The peeled eggplants got a final chop, removing both ends, then the knives lifted back up and the rotation stopped. The women stepped forward again, lifted the eggplants off their spikes and put them on the conveyor belt. Truth looked around. There were other people walking around the factory, but from what he could see, only the women worked on the line.

He followed a load of eggplants. The conveyor took them up to a covered box, where the high-pitch whine of band saws suggested strongly why flat slabs of eggplant came out the other side of the box. The conveyor belt rolled along to a chute where the cutlets were dusted in flour, a few feet later a paddle flipped them, they were dusted again, the conveyor belt dipped into a yellowy liquid egg trough, rose up again, was dusted in breadcrumbs, flipped, dusted again, delivered into a frying vat, hauled through the fryer on the metal-mesh conveyor, raised up again, blasted with hot air from carefully located fetishes, then flash frozen by yet more fetishes.

At the end of it all, they were dumped into plastic lined cardboard boxes, sealed with tape, and whisked away by the conveyor into a refrigerated room. The packaging was slick, high end. These weren’t ordinary fried cutlets- they were classy.

He felt no urge whatsoever to snag a couple boxes for storage. He knew what else ran on these lines.

It was a couple of rooms over. Droned workers, glyphs stuck to their foreheads, pushed slabs of deboned meat through industrial grinders. The meat looked horribly wrong- gray and stringy. He realized it had already been cooked somehow. Boiled then shredded off the bone? Steam blasts? He wasn’t really that curious. The process was actually much simpler than with the eggplants.

The ground meat was mixed with some ground grain, or perhaps bean flour he couldn’t tell, pressed into logs, stuffed into casings, flattened, flash-boiled, chopped into individually sealed bars, and dumped into far more industrial looking boxes. VNS Emergency Rations, NOT FOR RESALE, GOVERNMENT USE ONLY, DENIZEN/REFUGEE/LIVESTOCK USE ONLY

Then, in a different font and smaller letters: Varches Nutrient Solutions. A Family Company.

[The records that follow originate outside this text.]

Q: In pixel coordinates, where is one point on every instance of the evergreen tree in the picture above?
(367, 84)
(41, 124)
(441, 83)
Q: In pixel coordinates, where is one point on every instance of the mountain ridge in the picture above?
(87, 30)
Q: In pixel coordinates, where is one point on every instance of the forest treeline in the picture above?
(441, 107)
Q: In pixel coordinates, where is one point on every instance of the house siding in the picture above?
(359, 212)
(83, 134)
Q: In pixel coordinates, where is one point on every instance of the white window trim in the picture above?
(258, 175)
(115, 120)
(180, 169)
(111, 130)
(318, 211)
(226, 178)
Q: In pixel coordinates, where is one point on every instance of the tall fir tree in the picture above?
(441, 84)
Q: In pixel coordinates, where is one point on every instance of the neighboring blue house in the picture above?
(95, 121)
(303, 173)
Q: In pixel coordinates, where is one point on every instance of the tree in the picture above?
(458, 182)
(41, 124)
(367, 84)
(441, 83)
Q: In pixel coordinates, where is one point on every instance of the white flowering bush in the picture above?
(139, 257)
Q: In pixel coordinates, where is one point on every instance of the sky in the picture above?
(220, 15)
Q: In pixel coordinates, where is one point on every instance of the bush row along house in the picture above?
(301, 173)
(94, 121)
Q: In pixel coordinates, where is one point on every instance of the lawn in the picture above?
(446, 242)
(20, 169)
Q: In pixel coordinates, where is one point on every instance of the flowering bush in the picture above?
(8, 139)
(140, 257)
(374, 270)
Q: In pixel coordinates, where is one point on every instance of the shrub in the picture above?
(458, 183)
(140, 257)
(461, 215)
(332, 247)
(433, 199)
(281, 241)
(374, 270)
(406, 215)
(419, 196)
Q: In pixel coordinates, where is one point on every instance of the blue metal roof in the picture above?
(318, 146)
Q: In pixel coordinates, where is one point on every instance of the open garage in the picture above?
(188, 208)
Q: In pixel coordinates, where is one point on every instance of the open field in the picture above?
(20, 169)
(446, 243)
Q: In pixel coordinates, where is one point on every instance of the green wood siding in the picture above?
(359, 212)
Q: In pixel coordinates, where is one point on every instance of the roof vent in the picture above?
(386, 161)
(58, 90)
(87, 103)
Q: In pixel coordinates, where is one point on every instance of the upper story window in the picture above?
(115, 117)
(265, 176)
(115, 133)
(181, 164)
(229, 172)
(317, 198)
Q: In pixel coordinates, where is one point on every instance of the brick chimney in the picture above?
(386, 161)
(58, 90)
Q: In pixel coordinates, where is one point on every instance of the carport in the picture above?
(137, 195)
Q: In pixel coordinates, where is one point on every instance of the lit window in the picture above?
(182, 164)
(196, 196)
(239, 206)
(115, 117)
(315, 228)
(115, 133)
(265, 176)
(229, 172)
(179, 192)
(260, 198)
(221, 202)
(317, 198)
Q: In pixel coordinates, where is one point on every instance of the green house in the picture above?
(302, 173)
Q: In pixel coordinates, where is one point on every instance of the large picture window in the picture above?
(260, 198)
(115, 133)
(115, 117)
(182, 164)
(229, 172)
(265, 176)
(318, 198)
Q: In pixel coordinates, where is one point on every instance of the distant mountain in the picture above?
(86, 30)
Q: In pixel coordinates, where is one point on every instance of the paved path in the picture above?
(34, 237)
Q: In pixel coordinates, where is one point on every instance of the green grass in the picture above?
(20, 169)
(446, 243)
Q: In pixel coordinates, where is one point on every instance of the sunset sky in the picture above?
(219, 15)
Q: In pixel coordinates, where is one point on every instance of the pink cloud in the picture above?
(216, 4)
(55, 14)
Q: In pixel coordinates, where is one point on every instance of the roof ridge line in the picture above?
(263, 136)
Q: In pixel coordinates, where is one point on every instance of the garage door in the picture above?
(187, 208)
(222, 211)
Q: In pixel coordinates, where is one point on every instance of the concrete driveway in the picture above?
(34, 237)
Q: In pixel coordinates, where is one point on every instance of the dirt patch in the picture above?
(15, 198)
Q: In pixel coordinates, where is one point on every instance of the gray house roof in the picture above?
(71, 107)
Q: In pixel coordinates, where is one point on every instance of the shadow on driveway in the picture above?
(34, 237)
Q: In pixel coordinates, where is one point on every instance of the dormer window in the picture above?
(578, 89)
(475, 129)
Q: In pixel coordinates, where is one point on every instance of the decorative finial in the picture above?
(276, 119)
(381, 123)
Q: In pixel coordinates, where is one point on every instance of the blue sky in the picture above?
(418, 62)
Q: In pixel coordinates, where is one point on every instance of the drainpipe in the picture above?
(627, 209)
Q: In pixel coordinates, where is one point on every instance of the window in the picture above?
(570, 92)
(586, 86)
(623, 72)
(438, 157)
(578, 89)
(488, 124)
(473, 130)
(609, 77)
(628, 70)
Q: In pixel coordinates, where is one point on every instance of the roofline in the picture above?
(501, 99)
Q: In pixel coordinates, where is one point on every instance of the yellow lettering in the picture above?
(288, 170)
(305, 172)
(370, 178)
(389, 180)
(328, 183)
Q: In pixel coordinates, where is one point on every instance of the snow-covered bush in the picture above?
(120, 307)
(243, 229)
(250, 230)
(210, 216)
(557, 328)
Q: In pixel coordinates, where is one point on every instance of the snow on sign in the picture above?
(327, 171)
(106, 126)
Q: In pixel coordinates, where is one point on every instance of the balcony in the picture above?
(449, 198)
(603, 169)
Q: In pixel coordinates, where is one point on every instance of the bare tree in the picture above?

Truth nodded. Sounded right.

He found the factory supervisors office.

“Is this factory overseen by Sung Sahni?”

“WOAH! Where the hell did you-”

Truth gave him a calm look. The pre-knowledge of death wrapped around the supervisor, as he slowly collapsed back into his seat.

“Is this factory overseen by Sung Sahni?”

“Yes. Yes. This is a Sung Clan Company. I. I am a servant of the Sung Clan. Protected by the Sung Clan!”

“When does Sung Sahni come by?”

“Once a month, usually. Sometimes more often if there is big business or a photoshoot or something.”

“Will she come if you call?”

“Yes. Yes!”

“Tell her it’s urgent. Tell her that some government inspectors are here. They know about the kids in the sweatshop. They want a bigger bribe than you can give them, and look like they are trying to throw their weight around. You need her to come down and take charge. Sending a servant won’t do it. Can you do that?”

“Yes. Yes. I will do that. I will.”

“Good. You won’t see me, but I will be here. Watching and listening to everything. Do anything other than what I told you, and your death will be remembered for its horror and humiliation.”

Truth sat back in the chair, letting his presence vanish from the world. Wishing he could let his thoughts and emotions fly away with it. He could feel a raging blackness in him. The sheer stupid helplessness of his situation making him want to lash out, making him want to kill everyone as ugly as possible.

See! See! I’m not powerless! I can change things.

I can kill you. And I can make it hurt. I can make you scared while you die.

Maybe I can’t make things better. But for you, I can make them much, much worse.

When you are dead, things may still be terrible, but it will be a terrible world without you in it. And that will have to be good enough for now.